Court Opinion

ID: 9446514
Source: CourtListenerOpinion
Date Created: 2023-08-03 21:57:10.172953+00
Date Added: 2024-06-11T17:30:40.972086
License: Public Domain

PER CURIAM.
The taxpayers in this case have petitioned for a further hearing upon certain issues which they feel were left unclear by our opinion of November 19, 1958, or alternatively for clarification of that opinion. For reasons about to be stated the petition will be denied.
The taxpayers urged here that they had adduced evidence in the Tax Court which negated all possible sources of taxable income. When we declined to decide this issue, it was on the sole ground that such a “determination is properly the function of the trier of fact and not of an appellate court.” There was no implication in this holding how we viewed the evidence, for we refused to weigh it; nor did we dispute that if the taxpayer in a net worth case chooses to assume, and sustains, the burden of negating by a preponderance of the evidence all possible sources of taxable income, he has, of logical necessity, proved the Commissioner to be in error and is entitled to prevail. Cf. United States v. Massei, 1958, 355 U.S. 595, 78 S.Ct. 495, 2 L.Ed.2d 517.
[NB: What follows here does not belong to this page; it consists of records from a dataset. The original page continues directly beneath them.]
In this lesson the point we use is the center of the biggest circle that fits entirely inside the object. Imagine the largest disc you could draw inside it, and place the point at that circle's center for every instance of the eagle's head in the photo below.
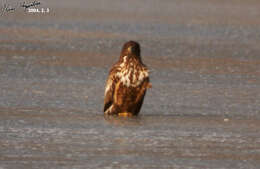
(131, 49)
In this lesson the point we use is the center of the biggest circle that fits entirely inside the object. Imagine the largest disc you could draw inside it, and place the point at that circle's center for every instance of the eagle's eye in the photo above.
(130, 49)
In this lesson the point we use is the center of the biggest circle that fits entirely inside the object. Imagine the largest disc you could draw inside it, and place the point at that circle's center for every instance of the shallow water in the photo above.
(202, 111)
(74, 140)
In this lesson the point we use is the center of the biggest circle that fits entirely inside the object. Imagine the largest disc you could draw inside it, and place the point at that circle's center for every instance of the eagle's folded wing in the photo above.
(109, 90)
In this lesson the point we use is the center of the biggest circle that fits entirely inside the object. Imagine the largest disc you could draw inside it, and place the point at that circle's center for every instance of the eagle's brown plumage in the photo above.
(127, 82)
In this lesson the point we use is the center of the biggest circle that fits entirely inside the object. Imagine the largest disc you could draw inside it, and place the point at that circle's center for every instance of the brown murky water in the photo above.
(202, 112)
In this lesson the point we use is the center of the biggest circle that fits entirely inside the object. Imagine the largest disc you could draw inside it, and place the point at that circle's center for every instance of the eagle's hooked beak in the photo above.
(130, 49)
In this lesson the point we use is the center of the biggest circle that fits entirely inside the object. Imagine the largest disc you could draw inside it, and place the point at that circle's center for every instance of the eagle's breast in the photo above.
(131, 73)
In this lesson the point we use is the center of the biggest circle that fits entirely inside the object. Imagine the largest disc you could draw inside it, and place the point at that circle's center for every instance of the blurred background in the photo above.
(204, 66)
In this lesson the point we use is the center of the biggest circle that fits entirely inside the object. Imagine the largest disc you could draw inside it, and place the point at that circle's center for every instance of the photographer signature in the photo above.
(8, 8)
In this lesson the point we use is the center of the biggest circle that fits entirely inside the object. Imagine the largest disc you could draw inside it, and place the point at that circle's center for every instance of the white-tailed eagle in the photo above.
(127, 83)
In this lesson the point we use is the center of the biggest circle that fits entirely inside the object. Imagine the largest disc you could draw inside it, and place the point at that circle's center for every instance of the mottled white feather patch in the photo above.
(125, 75)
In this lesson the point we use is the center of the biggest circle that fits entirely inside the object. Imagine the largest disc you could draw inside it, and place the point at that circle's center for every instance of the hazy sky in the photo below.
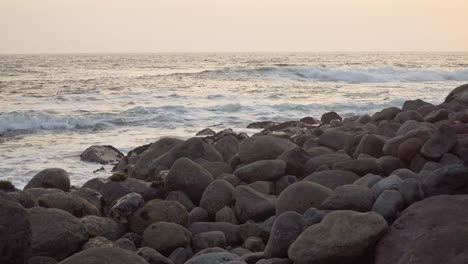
(50, 26)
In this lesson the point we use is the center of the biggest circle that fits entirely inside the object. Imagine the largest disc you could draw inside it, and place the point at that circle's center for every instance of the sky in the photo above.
(108, 26)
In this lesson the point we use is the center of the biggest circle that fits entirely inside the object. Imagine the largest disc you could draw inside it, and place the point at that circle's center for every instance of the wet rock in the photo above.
(187, 176)
(68, 202)
(263, 148)
(452, 179)
(332, 178)
(341, 237)
(55, 233)
(431, 231)
(300, 196)
(286, 228)
(252, 205)
(208, 240)
(350, 197)
(262, 170)
(158, 211)
(101, 154)
(164, 237)
(389, 204)
(50, 178)
(99, 255)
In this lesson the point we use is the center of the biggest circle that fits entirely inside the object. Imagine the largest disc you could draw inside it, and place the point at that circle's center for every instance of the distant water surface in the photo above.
(52, 107)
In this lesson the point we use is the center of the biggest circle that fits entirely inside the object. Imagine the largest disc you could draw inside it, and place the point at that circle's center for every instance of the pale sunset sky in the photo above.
(88, 26)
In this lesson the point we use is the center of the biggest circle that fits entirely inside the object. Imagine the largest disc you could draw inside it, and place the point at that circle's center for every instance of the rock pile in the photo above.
(386, 188)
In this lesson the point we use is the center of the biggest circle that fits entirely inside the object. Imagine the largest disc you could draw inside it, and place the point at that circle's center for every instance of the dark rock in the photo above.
(350, 197)
(263, 148)
(187, 176)
(101, 154)
(389, 204)
(329, 116)
(286, 228)
(216, 196)
(341, 237)
(332, 178)
(55, 233)
(431, 231)
(262, 170)
(164, 237)
(452, 179)
(158, 211)
(50, 178)
(252, 205)
(100, 255)
(300, 196)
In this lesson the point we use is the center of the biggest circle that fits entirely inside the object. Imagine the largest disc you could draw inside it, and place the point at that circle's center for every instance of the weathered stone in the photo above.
(300, 196)
(341, 237)
(50, 178)
(101, 154)
(252, 205)
(158, 211)
(263, 148)
(332, 178)
(164, 237)
(262, 170)
(431, 231)
(350, 197)
(286, 228)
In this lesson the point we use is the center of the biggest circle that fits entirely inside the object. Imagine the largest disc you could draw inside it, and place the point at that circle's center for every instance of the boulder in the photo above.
(350, 197)
(452, 179)
(164, 237)
(431, 231)
(50, 178)
(286, 228)
(101, 154)
(187, 176)
(262, 170)
(300, 196)
(216, 196)
(252, 205)
(158, 211)
(125, 206)
(439, 143)
(15, 231)
(208, 240)
(332, 178)
(55, 233)
(68, 202)
(100, 255)
(341, 237)
(263, 148)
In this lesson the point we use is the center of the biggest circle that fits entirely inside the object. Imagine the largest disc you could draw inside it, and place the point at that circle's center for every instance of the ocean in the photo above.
(52, 107)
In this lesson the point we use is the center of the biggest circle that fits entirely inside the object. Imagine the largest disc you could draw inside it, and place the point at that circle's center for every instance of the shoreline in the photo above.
(334, 190)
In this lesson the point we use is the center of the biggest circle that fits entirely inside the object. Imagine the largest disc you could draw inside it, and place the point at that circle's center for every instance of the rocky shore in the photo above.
(386, 188)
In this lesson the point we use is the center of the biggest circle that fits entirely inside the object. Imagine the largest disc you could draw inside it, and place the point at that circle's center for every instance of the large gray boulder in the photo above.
(101, 154)
(263, 148)
(252, 205)
(15, 231)
(341, 237)
(300, 196)
(350, 197)
(262, 170)
(286, 228)
(100, 255)
(216, 196)
(55, 233)
(164, 237)
(185, 175)
(158, 211)
(50, 178)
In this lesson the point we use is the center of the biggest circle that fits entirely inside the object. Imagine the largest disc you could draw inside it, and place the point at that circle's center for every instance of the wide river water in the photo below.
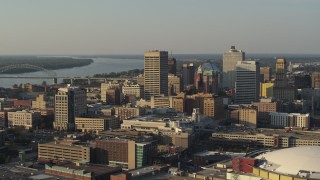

In our first opinion in this case, Thomas v. Commissioner of Internal Revenue, 1 Cir., 1956, 232 F.2d 520, we held that the rule of Holland v. United States, *6461954, 348 U.S. 121, 75 S.Ct. 127, 99 L.Ed. 150, that the Commissioner must prove a likely source of taxable income, was applicable to a civil net worth case. The recent second opinion of this court adhered to the first but reversed because of the qualification required by the intervening decision of the Supreme Court in United States v. Massei, 1958, 355 U.S. 595, 78 S.Ct. 495, 2 L.Ed.2d 517, that the Commissioner, having failed to prove the existence of a likely source of taxable income, might, as a substitute or alternative, prove the nonexistence of all likely sources of nontaxable income. But this burden of negating is not so broad as it sounds, for although this case has been in litigation before the Tax Court and us for five and one-half years, the only source of nontaxable income which the taxpayers have contended accounts for taxpayers’ increases in net worth, as we said, was a substantial cash gift from Mrs. Thomas’ father. It follows that in this case only that source needs to have been negated. Indeed, we do not expect that our decision will ever require the Commissioner to disprove the entire catalogue of nontaxable receipts, see, e. g., Internal Revenue Code 1954, §§ 101-120, 26 U.S.C.A. §§ 101-120, since the burden of allegation may be separated from the burden of proof. See Sampson v. Channell, 1 Cir., 1940, 110 F.2d 754, 757, 128 A.L.R. 394, certiorari denied 1940, 310 U.S. 650, 60 S.Ct. 1099, 84 L.Ed. 1415. The Tax Court may require as a rule of procedure that in future cases the taxpayer by reply must join the issues of fact with respect to the nonexistence of a nontaxable source although the burden of proof is upon the Commissioner. See Tax Court Rules 14(b), 15, 26 U.S.C.A. § 7453; cf. Preferred Accident Insurance Co. of New York v. Grasso, 2 Cir., 1951, 186 F.2d 987, 23 A.L.R.2d 1234; Kahnweiler v. Phenix Insurance Co. of Brooklyn, 8 Cir., 1895, 67 F. 483, certiorari denied 1895, 163 U.S. 691, 16 S.Ct. 1202, 41 L.Ed. 311.
If the Tax Court finds that the Commissioner has sustained the burden of negating by a preponderance of the evidence the alleged gift, it will of course reach other proceedings not inconsistent .with our opinions, which it considered unnecessary on the first remand, particularly a finding of the cash on hand at the commencement and termination of each of the tax years involved.
An order will be entered denying the petition for rehearing.